III. PISTAS PARA REFLEXÃO
Cristo é semelhante a nós e tornou-se
solidário conosco, participando de nossas fraquezas, exceto do pecado; da mesma
forma, estamos unidos a ele, sendo associados à sua oferta ao Pai. A
apresentação/consagração do menino Jesus no templo é também a nossa consagração
a Deus, por causa da nossa união com o Filho humanado.
A morte significa separação.
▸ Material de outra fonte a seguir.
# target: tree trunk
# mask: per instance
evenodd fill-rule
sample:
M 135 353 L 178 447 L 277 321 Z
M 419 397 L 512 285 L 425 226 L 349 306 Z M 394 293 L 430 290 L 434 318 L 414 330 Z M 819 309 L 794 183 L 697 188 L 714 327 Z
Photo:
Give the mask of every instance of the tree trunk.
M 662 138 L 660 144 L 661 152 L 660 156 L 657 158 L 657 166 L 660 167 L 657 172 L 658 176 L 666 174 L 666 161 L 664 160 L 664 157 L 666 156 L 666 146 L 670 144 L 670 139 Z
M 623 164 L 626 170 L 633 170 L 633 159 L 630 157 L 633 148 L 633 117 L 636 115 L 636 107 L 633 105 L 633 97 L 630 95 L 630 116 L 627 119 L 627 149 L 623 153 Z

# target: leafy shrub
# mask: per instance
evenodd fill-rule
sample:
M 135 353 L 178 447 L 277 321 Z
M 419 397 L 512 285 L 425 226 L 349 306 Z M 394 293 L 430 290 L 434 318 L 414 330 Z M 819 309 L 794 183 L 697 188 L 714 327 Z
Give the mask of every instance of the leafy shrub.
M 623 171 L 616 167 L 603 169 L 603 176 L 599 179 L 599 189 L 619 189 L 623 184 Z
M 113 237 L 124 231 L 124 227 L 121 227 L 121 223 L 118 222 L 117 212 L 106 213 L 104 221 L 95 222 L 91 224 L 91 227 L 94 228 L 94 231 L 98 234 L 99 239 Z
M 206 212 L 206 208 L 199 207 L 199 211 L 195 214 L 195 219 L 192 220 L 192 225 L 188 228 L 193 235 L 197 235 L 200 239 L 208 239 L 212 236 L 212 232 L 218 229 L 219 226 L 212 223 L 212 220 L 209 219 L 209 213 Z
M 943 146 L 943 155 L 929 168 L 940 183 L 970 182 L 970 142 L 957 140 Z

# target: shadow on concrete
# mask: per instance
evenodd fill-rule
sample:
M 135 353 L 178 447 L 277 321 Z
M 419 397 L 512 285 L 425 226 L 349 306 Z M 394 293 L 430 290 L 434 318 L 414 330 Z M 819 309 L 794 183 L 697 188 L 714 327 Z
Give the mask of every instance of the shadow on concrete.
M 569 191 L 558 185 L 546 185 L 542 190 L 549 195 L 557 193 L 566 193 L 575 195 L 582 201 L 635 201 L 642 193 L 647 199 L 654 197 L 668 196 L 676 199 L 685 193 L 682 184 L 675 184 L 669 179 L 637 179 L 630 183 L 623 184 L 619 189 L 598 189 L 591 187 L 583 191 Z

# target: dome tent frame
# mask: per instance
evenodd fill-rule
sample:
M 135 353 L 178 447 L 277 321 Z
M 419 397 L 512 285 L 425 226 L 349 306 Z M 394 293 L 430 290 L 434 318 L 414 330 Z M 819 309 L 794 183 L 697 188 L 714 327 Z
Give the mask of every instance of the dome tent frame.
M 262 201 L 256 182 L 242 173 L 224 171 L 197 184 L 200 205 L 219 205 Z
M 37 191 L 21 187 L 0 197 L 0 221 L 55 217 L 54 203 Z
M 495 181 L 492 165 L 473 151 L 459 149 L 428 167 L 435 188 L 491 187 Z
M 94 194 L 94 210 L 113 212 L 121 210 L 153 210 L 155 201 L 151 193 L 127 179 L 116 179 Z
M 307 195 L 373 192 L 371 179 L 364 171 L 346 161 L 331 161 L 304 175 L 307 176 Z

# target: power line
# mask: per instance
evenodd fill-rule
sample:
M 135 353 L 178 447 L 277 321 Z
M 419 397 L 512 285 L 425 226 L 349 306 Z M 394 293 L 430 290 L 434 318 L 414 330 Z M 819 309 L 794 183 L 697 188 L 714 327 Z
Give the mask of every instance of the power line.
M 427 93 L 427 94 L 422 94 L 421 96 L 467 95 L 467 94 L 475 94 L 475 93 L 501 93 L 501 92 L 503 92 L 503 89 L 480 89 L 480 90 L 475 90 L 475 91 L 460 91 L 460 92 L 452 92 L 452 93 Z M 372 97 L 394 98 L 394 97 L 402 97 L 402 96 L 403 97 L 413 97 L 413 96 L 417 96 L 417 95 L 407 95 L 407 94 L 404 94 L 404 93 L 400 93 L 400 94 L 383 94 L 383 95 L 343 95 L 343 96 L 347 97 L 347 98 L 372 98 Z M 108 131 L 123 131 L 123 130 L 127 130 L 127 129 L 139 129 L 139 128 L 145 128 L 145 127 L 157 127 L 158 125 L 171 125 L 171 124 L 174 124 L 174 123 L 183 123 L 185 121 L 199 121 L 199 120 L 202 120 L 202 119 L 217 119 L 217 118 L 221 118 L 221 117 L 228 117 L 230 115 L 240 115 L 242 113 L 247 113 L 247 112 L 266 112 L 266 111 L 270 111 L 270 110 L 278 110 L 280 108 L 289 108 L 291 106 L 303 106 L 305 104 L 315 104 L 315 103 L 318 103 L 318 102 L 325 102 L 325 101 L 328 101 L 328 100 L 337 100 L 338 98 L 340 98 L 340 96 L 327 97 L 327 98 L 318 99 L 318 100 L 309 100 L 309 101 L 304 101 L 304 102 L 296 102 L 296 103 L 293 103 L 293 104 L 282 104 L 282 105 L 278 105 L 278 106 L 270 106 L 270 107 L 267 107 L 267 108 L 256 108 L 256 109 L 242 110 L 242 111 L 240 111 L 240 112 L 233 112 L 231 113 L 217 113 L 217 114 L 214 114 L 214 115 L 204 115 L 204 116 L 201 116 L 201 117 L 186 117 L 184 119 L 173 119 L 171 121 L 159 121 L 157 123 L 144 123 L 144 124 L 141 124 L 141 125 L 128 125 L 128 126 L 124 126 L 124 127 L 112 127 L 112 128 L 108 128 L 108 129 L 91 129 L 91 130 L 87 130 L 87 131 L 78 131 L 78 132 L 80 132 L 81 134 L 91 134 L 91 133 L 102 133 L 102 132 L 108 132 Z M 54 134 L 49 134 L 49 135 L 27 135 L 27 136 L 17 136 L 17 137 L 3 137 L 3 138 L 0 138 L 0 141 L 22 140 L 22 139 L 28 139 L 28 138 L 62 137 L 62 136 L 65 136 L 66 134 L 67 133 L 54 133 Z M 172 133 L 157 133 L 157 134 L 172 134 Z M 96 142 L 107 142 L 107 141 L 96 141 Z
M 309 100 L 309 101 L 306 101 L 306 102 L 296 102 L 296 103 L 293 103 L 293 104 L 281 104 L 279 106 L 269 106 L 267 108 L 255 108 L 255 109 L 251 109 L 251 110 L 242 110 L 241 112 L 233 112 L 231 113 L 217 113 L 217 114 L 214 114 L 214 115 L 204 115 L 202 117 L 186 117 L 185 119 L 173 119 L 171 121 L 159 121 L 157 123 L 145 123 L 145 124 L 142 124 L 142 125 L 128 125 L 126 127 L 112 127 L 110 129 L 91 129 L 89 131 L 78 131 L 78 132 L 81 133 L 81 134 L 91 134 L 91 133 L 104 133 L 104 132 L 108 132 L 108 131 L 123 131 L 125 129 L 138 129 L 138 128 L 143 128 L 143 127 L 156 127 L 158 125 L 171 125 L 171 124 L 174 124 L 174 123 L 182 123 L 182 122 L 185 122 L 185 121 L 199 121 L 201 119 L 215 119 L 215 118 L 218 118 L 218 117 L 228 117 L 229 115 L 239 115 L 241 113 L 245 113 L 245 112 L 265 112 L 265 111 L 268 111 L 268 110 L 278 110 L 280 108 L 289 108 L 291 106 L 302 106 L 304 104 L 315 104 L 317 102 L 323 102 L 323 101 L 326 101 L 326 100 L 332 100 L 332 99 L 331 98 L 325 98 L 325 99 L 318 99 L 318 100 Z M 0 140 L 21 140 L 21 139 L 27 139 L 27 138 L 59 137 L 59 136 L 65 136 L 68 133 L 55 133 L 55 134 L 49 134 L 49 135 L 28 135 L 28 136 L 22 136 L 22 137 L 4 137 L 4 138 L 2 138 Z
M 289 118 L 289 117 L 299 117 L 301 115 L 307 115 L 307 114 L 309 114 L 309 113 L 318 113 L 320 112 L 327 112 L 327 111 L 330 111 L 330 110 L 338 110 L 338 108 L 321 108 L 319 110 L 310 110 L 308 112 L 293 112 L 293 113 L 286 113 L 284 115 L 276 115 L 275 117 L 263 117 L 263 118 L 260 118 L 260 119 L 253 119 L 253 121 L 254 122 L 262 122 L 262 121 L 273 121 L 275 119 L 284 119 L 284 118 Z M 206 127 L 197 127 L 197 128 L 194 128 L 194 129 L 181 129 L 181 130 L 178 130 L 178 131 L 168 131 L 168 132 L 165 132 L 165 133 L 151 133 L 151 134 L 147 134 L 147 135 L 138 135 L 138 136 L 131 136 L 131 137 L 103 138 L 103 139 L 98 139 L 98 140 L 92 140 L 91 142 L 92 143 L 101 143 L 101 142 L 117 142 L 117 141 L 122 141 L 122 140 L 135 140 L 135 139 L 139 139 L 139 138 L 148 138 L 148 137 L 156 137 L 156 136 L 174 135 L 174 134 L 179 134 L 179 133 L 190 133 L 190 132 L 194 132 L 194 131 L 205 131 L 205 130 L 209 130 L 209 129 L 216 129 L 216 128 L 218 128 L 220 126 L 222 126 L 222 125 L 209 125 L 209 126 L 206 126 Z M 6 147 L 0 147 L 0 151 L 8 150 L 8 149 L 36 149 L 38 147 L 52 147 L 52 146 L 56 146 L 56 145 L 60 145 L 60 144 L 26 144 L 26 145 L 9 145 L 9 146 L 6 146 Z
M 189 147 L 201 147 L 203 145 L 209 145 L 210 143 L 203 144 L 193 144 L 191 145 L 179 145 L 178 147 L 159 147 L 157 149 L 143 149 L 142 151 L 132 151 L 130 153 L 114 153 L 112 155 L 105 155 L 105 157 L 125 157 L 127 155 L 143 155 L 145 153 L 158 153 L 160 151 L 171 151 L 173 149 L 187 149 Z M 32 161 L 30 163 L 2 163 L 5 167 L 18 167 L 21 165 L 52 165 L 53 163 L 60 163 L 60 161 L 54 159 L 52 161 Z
Mas, como
estamos unidos a Cristo e ele está junto do Pai, nada poderá nos separar de
Deus; portanto, estamos livres do poder da morte.
Por tudo que foi mostrado pelas leituras de
hoje, o presidente da celebração deve enfatizar a centralidade do mistério da
salvação, evitando separar a infância de Jesus do restante de sua vida,
principalmente do momento da cruz, ressurreição e ascensão.
Para enfocar a totalidade do mistério
salvífico, pode haver, durante a celebração, o acendimento de velas no círio
pascal ou uma procissão com velas, destacando a unidade entre a Apresentação de
Jesus e a Páscoa, quando de fato o Cristo se tornou “luz para as nações”.